The room is for me and my husband i want it to be a cozy bedroom space, we spend alot of time in the bedroom as we often have an early night to watch a film and the bedroom is the only space thats 'ours' without kids in and out constantly. Also my husband is a big reader so i want it to be a relaxing quiet place where he can chill with a book.

Comments (4)

  • minnie101

    Do you have a picture of the room and a floor plan re ensuite/shower room? Without seeing it, I might open up the fire ( even if you don't use it, it will make a lovely feature with a grate in), does the surround need to go? Is it original? You can paint the ceiling a darker colour than the walls which will visibly reduce the ceiling height and take it down to the picture rail. Or Roman blinds fitted within the recess (if you can) also works if they're a darker shade. Baskets/vases/urns on top of wardrobes will make them feel taller. A pendant light hung lower than normal will also help. I'd definitely add a lovely chair in the corner next to the fire. A bed end stool might be nice at the end of the bed and make the bed more of a feature. I might spend some time creating an ideabook of styles you like as it sounds as if it can be an amazing room. Do you have a bed already? I've effectively got the same room as you and even though I don't have drapes, I've got a 4 poster which really creates a cosy feel, but particularly with drapes and the bed works well with high ceilings

  • PRO
    Create Perfect

    Hi Katherine,

    It sounds like a great space that can offer a real impact and still be a very cosy and relaxing space. It can be daunting to have such a large space to deal with at first, especially when there are features you don't want to touch.

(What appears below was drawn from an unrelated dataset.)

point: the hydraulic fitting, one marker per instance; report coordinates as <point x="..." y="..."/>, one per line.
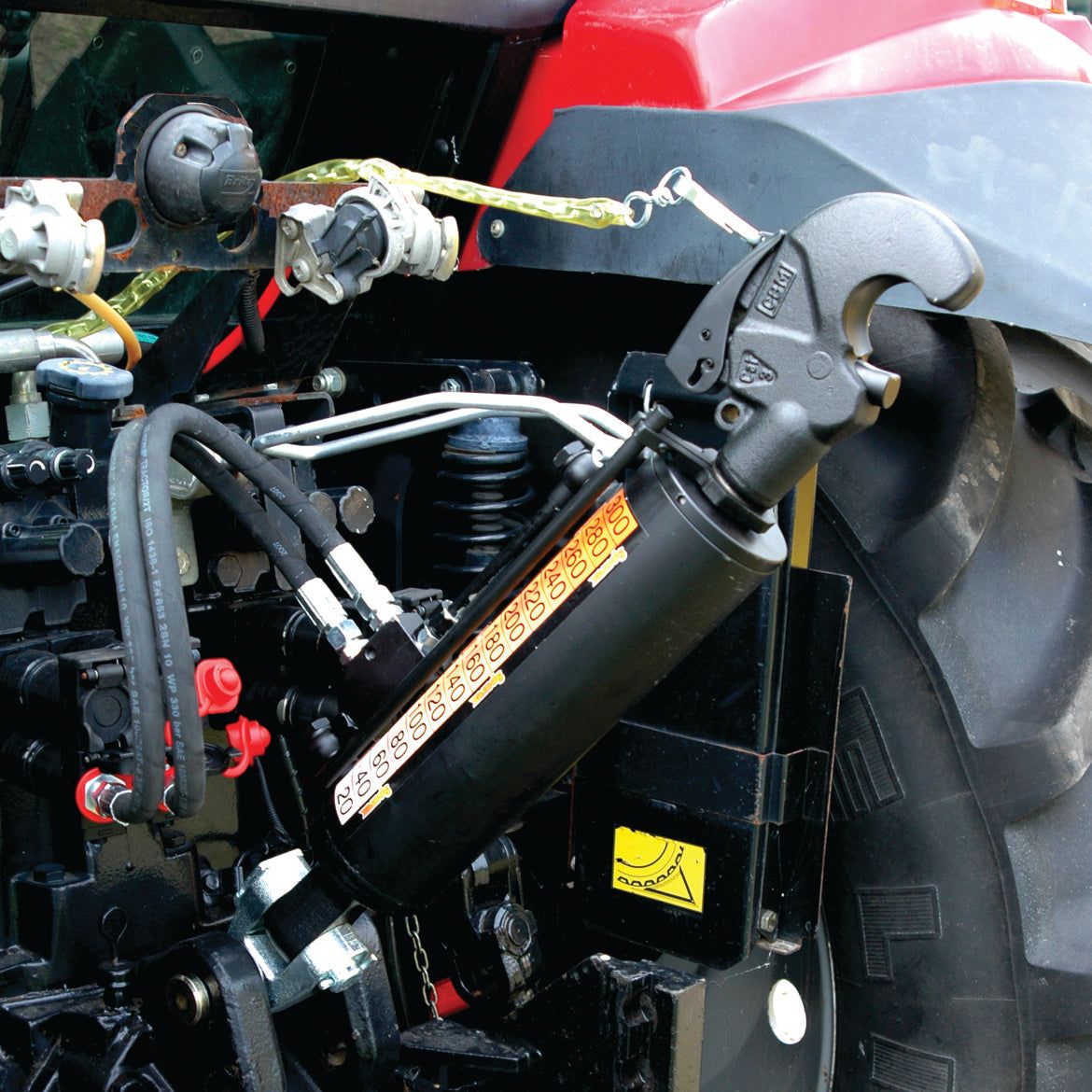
<point x="321" y="605"/>
<point x="43" y="235"/>
<point x="373" y="230"/>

    There are lots of different options for the space. I like the idea of opening up the fireplace as it would make a great feature for the room and a place to add a possible seating area for reading but I do agree that if down stairs is electric it is probably closed off. It is a bit of work and a messy job to get it changed. You shouldn't need to worry about planning but will obviously need to abide by building regulations.

    I think a lot of people place only a large bed and a select few piece of furniture in there types of rooms to draw attention and emphasis the gorgeous period features but there of course things we can do to add additional wardrobes in unobtrusive ways. I would agree to not adding a en-suit as it will unbalance the space. However, it is very hard to tell without any pictures?

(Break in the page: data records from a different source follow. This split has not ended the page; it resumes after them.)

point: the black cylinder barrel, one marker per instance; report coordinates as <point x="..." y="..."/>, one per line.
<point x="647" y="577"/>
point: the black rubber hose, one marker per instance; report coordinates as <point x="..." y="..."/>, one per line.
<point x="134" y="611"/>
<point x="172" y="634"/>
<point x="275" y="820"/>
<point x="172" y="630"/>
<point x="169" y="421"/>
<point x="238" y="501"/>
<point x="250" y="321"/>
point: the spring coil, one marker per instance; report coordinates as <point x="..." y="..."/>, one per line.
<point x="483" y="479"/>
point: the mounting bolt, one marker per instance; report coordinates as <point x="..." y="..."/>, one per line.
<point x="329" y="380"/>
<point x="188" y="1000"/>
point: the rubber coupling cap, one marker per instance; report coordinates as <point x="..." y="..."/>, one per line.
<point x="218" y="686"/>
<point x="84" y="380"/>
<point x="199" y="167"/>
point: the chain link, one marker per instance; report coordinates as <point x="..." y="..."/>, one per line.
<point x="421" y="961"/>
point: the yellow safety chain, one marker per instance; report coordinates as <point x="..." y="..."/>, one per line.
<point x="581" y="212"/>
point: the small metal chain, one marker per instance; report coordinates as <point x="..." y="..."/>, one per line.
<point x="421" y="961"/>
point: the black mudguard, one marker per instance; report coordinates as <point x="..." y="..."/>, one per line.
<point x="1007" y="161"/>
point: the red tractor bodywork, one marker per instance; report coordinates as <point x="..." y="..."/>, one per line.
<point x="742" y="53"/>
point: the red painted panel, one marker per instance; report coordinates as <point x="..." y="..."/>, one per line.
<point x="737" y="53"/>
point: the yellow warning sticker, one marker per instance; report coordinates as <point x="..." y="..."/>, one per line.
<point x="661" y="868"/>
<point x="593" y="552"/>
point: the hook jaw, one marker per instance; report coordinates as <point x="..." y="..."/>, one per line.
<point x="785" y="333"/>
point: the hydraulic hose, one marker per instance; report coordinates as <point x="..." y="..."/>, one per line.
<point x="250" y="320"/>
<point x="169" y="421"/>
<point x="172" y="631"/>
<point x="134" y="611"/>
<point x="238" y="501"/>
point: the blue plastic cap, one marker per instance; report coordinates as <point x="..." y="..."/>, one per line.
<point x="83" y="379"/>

    Would you be able to upload any? Alternatively you can forward some to enquiries@createperfect.co.uk and I will get back to you, or you can book a free consultation through our website and ill be happy to take a look.

    All the best, Gina

  • PRO


    We'd suggest you focus on furniture of the right scale. Large bed/bedside tables and a large period wardrobe. Often you can find good pieces very reasonably at auctions. If you don't like the all brown Victoriana, then period Continental might be better, birch/maple. Without seeing a plan of the house, we can't advise on the bathroom, but its usually best to keep the original proportions throughout, unless you can utilise a larder or storeroom.

  • Stephen Edwards

    I agree with Burchdaume, luckily huge period furniture is often quite reasonably priced as many people wouldn't have room for it. Also if it is really cheap because the veneer finish is damaged you don't have to feel guilty about painting it. With a room that size you could think about having a four-poster bed, or a really tall headboard to give a sense of proportion, also consider having armchairs adjacent to the fireplace, or by the window. If it's too much to open up the fireplace now, how about a decorative stove in front of it, either an electric one (there are some quite nice looking ones around) or a vintage multi-fuel, even if it's just for decoration at this stage. Floor length curtains will also help with the proportions and oversized artwork on the walls will warm it up as will a decent light fitting (If a chandelier is out, something like a large "drum" shade. If you like the period look have a look at some of the classic georgian colours, the darker shades would work well at warming up the look.

    Good luck with your project, it sounds fun.